The NHTH helps connect survivors of human trafficking with the necessary services and supports to help the victim get the right help and stay safe, either through phone, text, or live online chat. The hotline, which is available 24/7 in more than 200 different languages, is also open receiving tips about potential situations of human trafficking and may report such information to authorities.


Rape, Abuse, & Incest National Network (RAINN): Call 1-800-656-4673 (HELP), or visit online.rainn.org


The RAINN Hotline is accessible 24/7 and can be reached by phone or by live online chat. They will confidentially connect survivors of rape, abuse, and incest with the right resources they need in their stage of recovery through their connections with over 1,000 local sexual assault service providers.
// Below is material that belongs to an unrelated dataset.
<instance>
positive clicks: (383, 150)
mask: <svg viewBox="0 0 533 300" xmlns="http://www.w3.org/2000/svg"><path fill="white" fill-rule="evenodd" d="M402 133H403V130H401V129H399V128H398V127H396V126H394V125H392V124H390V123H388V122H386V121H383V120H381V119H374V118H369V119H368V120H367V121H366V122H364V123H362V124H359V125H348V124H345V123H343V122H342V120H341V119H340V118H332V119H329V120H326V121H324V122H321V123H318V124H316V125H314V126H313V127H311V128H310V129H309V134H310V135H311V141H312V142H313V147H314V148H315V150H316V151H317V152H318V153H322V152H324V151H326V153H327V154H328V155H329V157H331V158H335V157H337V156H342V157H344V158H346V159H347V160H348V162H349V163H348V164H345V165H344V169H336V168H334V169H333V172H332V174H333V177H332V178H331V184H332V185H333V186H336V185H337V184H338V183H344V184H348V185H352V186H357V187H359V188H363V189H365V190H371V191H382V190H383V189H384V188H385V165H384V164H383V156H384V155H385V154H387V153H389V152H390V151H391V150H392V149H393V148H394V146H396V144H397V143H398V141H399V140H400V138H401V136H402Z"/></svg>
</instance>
Break the Silence Against Domestic Violence (BTSADV): Call 1-855-287-1777 or visit breakthesilencedv.org


The BTSADV hotline offers a safe space for survivors and victims of domestic violence, while also providing them with the necessary resources and information to protect themselves.

Local/Statewide Hotlines:


North Carolina Department of Social Services: Call 980-314-3577 or visit their website at mecknc.gov/dss/Pages/Home.aspx


Charlotte Center for Legal Advocacy: Call 704-376-1600 or visit their website at charlottelegaladvocacy.org to learn more

​ 

Mecklenburg County Community Support Services: Call 704-336-3210​ or visit their website at mecknc.gov/CommunitySupportServices/Pages/Home.aspx


Click here for more local hotlines.


Stay safe out there and know that you are not alone!